Нахохлившись и забившись в угол клетки, перепел не издает ни звука. Напрасно я ласково уговариваю его, подсыпаю хлебных крошек, ловлю для него мелких жучков и мошек. Перепел поклюет украдкой, когда я отойду, и снова нахохлится или начинает неистово биться головой о полотняный потолок клетки.
— Ведь вот, скажи на милость, какая обидчивая птица! — Огорченно ворчит отец. — Этак и лето пройдет, и мы не услышим его «боя».
Перепел бился в клетке все яростнее, как будто намеревался разломать ее. Прошел месяц, и отец обнаружил: вся серая, с темной полоской посредине, головка непокорной вольнолюбивой птицы покрылась запекшейся кровью — в исступленной жажде свободы перепел не чувствовал боли и разбил себе голову. Тут не стерпел я, взмолился:
— Папа, давай его выпустим. Ведь он так забьет себя до смерти.
Отец подумал, потом, вздохнув, согласился:
— Ну, что ж, давай. Экое упрямое творение! Впервые такого перепела ловлю.

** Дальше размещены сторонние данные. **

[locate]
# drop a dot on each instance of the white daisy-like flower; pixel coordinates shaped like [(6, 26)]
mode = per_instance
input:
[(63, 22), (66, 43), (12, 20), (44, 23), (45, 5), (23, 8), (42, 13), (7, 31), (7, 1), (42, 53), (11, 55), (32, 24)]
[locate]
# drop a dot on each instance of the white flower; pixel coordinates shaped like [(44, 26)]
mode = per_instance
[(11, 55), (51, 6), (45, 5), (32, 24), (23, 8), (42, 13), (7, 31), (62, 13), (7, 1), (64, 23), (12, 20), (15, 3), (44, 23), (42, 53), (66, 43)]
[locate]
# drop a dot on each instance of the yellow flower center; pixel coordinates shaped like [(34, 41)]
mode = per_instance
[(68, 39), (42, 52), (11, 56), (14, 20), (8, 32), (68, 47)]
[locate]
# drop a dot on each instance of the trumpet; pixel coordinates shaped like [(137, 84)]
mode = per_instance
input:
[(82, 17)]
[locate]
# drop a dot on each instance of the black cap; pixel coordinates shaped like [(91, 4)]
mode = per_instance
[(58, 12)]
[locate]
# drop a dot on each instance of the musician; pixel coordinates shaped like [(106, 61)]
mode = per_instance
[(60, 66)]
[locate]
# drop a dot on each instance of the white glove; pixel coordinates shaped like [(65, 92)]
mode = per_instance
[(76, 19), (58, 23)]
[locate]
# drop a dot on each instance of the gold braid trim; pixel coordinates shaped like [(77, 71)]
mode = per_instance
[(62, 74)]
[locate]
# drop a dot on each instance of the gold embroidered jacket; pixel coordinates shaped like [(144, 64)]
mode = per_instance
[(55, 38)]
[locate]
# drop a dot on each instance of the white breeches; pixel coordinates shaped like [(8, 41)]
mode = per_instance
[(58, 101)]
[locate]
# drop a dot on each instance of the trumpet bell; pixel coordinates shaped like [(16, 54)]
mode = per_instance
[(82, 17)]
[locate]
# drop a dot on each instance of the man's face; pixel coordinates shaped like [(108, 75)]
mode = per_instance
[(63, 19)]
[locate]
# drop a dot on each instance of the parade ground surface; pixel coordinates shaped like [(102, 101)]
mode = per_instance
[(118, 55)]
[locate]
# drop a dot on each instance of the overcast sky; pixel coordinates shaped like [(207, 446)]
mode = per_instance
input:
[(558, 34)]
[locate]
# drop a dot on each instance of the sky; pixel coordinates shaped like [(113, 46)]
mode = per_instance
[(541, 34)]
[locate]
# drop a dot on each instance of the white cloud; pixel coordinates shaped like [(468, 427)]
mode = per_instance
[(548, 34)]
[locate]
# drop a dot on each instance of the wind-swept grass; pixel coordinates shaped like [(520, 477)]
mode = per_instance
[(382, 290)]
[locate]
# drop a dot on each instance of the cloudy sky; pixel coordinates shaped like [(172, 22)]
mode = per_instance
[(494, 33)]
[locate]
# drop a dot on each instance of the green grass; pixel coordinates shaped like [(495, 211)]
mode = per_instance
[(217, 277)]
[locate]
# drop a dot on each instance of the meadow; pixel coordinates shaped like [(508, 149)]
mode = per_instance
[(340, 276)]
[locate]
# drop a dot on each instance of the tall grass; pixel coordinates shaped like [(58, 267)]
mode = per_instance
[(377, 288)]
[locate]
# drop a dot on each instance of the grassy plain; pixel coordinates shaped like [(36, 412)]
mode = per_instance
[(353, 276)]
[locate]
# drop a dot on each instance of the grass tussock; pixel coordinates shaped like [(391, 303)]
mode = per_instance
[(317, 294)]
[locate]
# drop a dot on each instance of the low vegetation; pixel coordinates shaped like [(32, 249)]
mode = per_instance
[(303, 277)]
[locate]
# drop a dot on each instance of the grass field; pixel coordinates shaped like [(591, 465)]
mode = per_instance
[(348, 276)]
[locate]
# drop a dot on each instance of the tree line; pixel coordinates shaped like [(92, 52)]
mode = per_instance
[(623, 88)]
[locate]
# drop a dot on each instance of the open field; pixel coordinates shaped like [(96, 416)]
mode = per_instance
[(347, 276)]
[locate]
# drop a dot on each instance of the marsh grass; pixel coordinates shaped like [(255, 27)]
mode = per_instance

Мы сняли клетку, висевшую у нас под застрехой, отец открыл дверку. Перепел, по-видимому, сначала не понял нашего намерения или заподозрил новое коварство, сидел в углу, растопырив перышки. Пришлось тряхнуть клетку. Перепел вывалился из нее и, фырча крыльями, словно запущенным сразу на всю силу мотором, рванулся в степь, в уже побелевшие зреющие хлеба, подступавшие к самой адабашевской кузне. Только мы его и видели.
Отец был грустен весь день, а вечером взял байку и, стоя тут же, у мазанки, начал манить. Это он проделывал не раз из озорства, испытывая свое умение обманывать легковерных птиц. На этот раз степь отозвалась ему безмолвием. И вдруг, когда он более настойчиво повторил зов, со стороны пшеничного поля, из-за кузни, донесся отчетливый, красивый бой: «Боть! Боть! Боть!»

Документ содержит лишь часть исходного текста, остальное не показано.